I guess it doesn't help that most people are gone. Many of the small towns that speckled the countryside just packed up and left wholesale, after pillaging the local WalMart for supplies. That's community for you, I guess. I hear in other places there are riots and bandits, but I haven't seen much of that here apart from the occasionally hoodlum trying to get his. They pick over the remains of the migrant towns and steer clear of thers, where the burnt-out WalMarts and hobbyshops hide a community gone to ground, to grow small crops in makeshift greenhouses and live off of canned goods until the seeds they've squirrelled away in a dozen basements become useful again.
I am writing this here from one of these remaining collectives, lodged in the cinders of a town called Newton about fifty miles outside Des Moines. It lies along an old highway that used to be I-80 when cars drove on it, but now all it sees are the occasionally travellers from the anarchic ruins of Iowa City, Des Moines, and further east, passing through towns like Ames and Davenport looking for a new home or maybe just plunder.

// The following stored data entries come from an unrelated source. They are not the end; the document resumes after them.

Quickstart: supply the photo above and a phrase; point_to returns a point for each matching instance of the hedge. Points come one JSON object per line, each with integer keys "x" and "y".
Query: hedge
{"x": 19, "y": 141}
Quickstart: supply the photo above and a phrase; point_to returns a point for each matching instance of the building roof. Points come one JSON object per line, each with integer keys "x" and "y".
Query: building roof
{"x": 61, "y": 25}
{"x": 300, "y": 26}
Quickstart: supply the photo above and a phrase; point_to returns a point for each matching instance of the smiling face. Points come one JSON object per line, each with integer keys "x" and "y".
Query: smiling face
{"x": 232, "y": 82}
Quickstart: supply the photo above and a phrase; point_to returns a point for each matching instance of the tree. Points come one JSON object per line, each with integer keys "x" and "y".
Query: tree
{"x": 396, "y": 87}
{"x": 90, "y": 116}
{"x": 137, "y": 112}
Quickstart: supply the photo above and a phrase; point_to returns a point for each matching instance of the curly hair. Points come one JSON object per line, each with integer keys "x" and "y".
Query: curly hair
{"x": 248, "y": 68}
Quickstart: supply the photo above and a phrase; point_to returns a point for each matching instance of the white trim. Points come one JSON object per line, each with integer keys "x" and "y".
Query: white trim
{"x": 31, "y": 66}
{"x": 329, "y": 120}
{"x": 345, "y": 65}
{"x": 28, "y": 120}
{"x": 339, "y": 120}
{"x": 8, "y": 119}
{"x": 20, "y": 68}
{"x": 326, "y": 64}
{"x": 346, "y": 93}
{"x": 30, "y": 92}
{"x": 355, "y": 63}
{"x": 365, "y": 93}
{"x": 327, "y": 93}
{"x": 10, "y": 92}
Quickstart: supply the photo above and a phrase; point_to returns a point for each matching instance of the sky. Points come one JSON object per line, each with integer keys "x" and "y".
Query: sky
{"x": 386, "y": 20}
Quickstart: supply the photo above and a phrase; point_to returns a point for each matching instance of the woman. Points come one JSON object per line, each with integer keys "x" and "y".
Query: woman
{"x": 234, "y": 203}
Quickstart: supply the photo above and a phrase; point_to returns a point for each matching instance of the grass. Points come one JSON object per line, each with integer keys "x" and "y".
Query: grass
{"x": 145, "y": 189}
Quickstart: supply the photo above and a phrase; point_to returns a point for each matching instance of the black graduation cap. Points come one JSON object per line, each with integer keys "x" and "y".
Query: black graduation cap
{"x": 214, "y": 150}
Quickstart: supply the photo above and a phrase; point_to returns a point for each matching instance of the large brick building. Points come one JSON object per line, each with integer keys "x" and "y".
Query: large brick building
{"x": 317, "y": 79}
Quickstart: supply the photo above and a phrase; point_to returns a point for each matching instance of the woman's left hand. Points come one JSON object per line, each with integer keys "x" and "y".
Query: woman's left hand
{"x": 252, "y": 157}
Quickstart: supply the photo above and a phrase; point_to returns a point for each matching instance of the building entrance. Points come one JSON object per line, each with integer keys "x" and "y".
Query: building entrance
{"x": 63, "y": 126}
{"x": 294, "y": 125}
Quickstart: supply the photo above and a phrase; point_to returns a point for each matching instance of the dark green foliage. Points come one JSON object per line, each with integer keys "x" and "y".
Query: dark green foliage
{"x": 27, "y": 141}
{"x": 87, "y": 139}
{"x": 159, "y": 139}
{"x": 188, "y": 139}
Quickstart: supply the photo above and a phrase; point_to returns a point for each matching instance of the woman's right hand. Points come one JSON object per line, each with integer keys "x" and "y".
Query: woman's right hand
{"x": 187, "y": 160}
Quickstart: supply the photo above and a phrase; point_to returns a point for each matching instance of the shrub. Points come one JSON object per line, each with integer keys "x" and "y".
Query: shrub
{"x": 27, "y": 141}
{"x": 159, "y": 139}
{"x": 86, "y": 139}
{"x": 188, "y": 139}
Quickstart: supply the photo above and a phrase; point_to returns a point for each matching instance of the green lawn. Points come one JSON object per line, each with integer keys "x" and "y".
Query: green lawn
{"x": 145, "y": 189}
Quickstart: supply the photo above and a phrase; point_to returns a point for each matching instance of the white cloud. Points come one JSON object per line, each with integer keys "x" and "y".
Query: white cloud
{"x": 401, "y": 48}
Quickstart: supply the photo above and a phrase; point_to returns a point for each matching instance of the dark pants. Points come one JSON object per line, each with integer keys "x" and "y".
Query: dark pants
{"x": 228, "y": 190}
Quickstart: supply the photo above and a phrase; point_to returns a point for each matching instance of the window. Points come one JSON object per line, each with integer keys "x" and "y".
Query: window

I too was a wanderer, a couple years ago, and I also thought I just needed a place to hang my hat. After more months than I care to count scrounging for gasoline, eating baked beans, and listening to old Nelson Eddie records behind plywood barricades, I'm not so sure. Lately I've been thinking about heading down the Mississippi river valley. I know it will get worse, near all those boneyards down south. I know this, but it's getting colder, and I can't stand the thought of another sunless winter, especially when each one seems just a little longer.
I'm leaving Iowa, and I don't know when I'll be coming back. Maybe when something green grows here again, although right now that's the hardest thing for me to picture. I guess I just miss the way things were, but my mother always told me not to cry over spilled milk.
-Recovered from the corpse of a man floating in the Gulf of Mexico near Alabama.